I have a lot of these coming on my public facing ports these days, which I think Suricata handles pretty well

Code: [Select]

2034647 blocked xxx.xxx.xxx.xxx 54658 yyy.yyy.yyy.yyy 80 ET EXPLOIT Apache log4j RCE Attempt (http ldap) (CVE-2021-44228)


[jclendineng]

jclendineng

But, if you have services facing the public? Then would it not be beneficial to also use Suricata / IDS?

I have a lot of these coming on my public facing ports these days, which I think Suricata handles pretty well

Code: [Select]

2034647 blocked xxx.xxx.xxx.xxx 54658 yyy.yyy.yyy.yyy 80 ET EXPLOIT Apache log4j RCE Attempt (http ldap) (CVE-2021-44228)

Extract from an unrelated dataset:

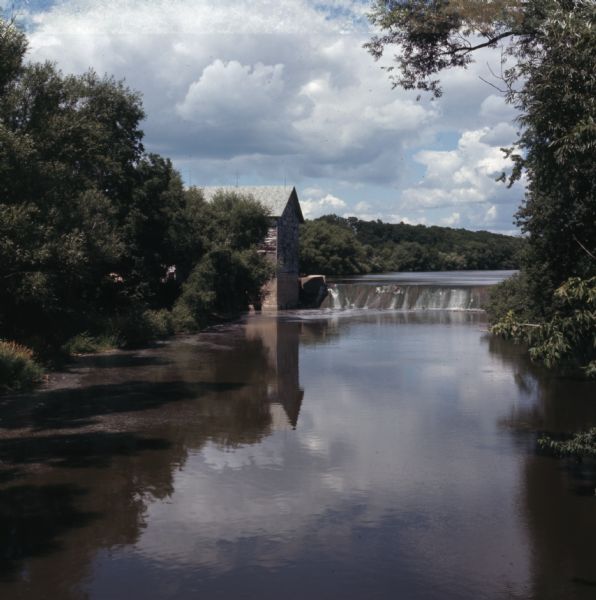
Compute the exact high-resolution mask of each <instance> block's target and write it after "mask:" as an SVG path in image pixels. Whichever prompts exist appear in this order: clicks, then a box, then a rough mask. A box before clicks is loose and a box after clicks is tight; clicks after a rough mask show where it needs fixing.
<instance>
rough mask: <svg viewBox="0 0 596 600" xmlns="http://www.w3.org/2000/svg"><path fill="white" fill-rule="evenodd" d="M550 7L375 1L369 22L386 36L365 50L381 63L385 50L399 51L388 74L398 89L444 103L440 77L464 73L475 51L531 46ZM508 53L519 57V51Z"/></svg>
mask: <svg viewBox="0 0 596 600" xmlns="http://www.w3.org/2000/svg"><path fill="white" fill-rule="evenodd" d="M547 1H548V0H547ZM546 3H547V2H545V1H544V0H528V1H526V2H524V3H523V6H522V5H521V3H520V1H519V0H493V1H492V2H485V1H483V0H465V1H464V0H451V1H449V0H432V1H430V2H429V1H428V0H374V1H373V3H372V11H371V13H370V15H369V16H370V19H371V21H372V23H373V24H374V25H375V26H377V28H379V29H380V30H381V31H383V33H382V34H381V35H375V36H373V38H372V39H371V41H370V42H369V43H367V44H365V48H367V49H368V51H369V52H370V53H371V54H372V55H373V56H374V57H375V59H379V58H380V57H381V56H382V55H383V53H384V51H385V49H386V47H388V46H399V47H400V53H399V54H398V55H396V56H395V61H396V65H395V66H392V67H388V68H387V70H388V71H389V72H390V74H391V75H390V77H391V79H392V81H393V85H394V87H396V86H401V87H403V88H405V89H419V90H424V91H430V92H432V94H433V95H434V96H435V97H439V96H441V94H442V90H441V87H440V82H439V80H438V79H436V78H435V76H436V75H437V74H438V73H440V72H441V71H443V70H445V69H449V68H455V67H464V68H465V67H466V66H467V65H469V64H470V63H471V62H472V61H473V53H474V51H475V50H479V49H481V48H485V47H495V46H496V45H497V44H498V43H500V42H502V41H503V40H507V39H508V38H515V39H517V40H518V43H526V40H531V39H532V35H533V33H534V28H535V26H536V23H537V20H539V13H540V8H541V7H540V5H541V4H542V5H544V4H546ZM466 38H468V39H466ZM470 38H471V39H472V40H473V41H469V39H470ZM508 52H509V53H510V54H515V53H516V47H515V46H513V47H512V48H510V49H508ZM395 67H397V73H396V72H395Z"/></svg>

Yes that's why I said unless you run a website or something.  I do run many public services as well as semi-public for mostly myself, so I do use suricata. My point was more that if he is a *typical* home user and running on that old old hardware, suricata may not be the best option as it will eat resources that could be used for other things.  I have 2 of those t620's laying around and most modern SBC's can outperform these days, its super old.  I agree, if you run services externally, definitely use a SIEM or whatnot.  I would play the devils advocate though, for personal services, a properly configured firewall and services behind it will be plenty secure without suricata if OP decides not to use it.  Updated dependencies and properly secured services will be great, but conversely, if you only run suricata thinking its enough, without worrying about the exposed services etc, that's not really secure.  Suricata (snort as well for that matter, any IPS/IDS) requires tweaking and an understanding that if you don't you will have a ton of false positives. You have to babysit the ruleset, and understand why you need it and what its doing and not doing.  If someone were to just turn it on WAN and not do that, it probably won't do to much good.  Suricata isn't this magical security suite, its a glorified signature based scanner.

[ChrisChros]

I think another way to force all DNS traffic over dedicated servers is to combine the already mentioned NAT portforward rule with a NAT outbound rule.
This is also described in this thread: https://forum.opnsense.org/index.php?topic=15472.msg71345#msg71345

With this setup, I think, Suricata is not necessary to block all DNS traffic via DoT, DoH. This should save a little bit of performance, especially on older hardware.

This combination I run on my system and it looks like its working. Also when I run the DNS leak test, only my classified DNS servers are listed.